Op negentienjarige leeftijd kwam Rob te Nuyl te werken op de Gerrit Kalff-schooltuintjes tussen de Kruislaan en de Weespertrekvaart. Hier heeft Rob van 1950 tot 1986 vrijwel dagelijks vrijwillig gewerkt onder toenmalig tuinleider Ruud Mulder. "Voor 1934 zaten de schooltuintjes aan de Middenweg. Ze moesten verplaatst worden voor de komst van het Ajax-stadion." Sinds 1934 bevinden de schooltuintjes zich nog altijd op dezelfde plaats. Naast groente- en bloementuintjes had de Gerrit Kalfftuin een kruidentuin en bijen. Rob kon vaak wiedend of schoffelend op het complex worden gezien, maar hij zal bij de kinderen van toen beter bekend staan als ‘de gereedschapsman’, die na afloop de ingeleverde materialen controleerde. In de jaren dat hij er werkte heeft Rob de meeste schoolgaande kinderen uit Amsterdam-Oost voorbij zien komen.
Voor de kinderen begonnen de schooltuintjes in de zesde groep rond januari met binnenlessen. Vanaf april konden zij buiten aan de slag. Ieder had een tuintje van twaalf vierkante meter, in tweeën gedeeld door een paadje dat netjes onderhouden werd met de bekende hak.
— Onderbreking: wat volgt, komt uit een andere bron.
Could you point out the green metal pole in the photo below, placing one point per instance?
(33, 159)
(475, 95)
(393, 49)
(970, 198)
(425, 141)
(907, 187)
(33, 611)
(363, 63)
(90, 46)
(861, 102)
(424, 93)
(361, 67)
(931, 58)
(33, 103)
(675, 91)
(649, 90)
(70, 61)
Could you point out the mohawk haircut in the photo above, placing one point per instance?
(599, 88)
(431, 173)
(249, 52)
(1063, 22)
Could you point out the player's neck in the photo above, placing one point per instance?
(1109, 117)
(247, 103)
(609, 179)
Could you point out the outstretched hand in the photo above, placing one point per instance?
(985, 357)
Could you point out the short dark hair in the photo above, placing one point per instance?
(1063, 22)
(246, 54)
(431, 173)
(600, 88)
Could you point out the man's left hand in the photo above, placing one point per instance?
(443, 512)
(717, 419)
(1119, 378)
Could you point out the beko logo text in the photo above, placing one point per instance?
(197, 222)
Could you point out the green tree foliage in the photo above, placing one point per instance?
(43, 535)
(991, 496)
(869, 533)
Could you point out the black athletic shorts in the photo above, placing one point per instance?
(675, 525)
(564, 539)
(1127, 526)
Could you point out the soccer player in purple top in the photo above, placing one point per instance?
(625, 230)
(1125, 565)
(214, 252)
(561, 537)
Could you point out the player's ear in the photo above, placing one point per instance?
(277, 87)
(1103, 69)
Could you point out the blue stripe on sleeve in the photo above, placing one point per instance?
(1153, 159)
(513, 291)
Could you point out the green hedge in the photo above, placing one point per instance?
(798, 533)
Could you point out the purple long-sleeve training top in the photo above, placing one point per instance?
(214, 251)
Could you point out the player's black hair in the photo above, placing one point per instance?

In het voorjaar werden op ieder tuintje door Rob en andere medewerkers al twee viooltjes geplaatst. "Iedereen begon met het zaaien van tuinkers in de vorm van de eerste letter van hun voornaam. Daarna groenten, zoals radijs, bietjes, wortel, boontjes, sla, rammenas en bloemen als dalia’s, cosmea’s, afrikaantjes en zinnia’s. Helemaal achterin hadden we grote heuvels met asperges, maar die waren niet voor de kinderen!"
Vanaf juni werd er wekelijks geoogst tot aan de grote zomervakantie. In september kwamen de kinderen als zevende-groepers terug op hun tuintje. Er was voor de ouders in deze maand de mogelijkheid om de tuintjes te bewonderen voor de laatste, grote oogst. "September, soepzooitje!" Van de laatste geoogste groenten werd een grote pan groentesoep gemaakt in het huisje en daarmee het schooltuinjaar afgesloten.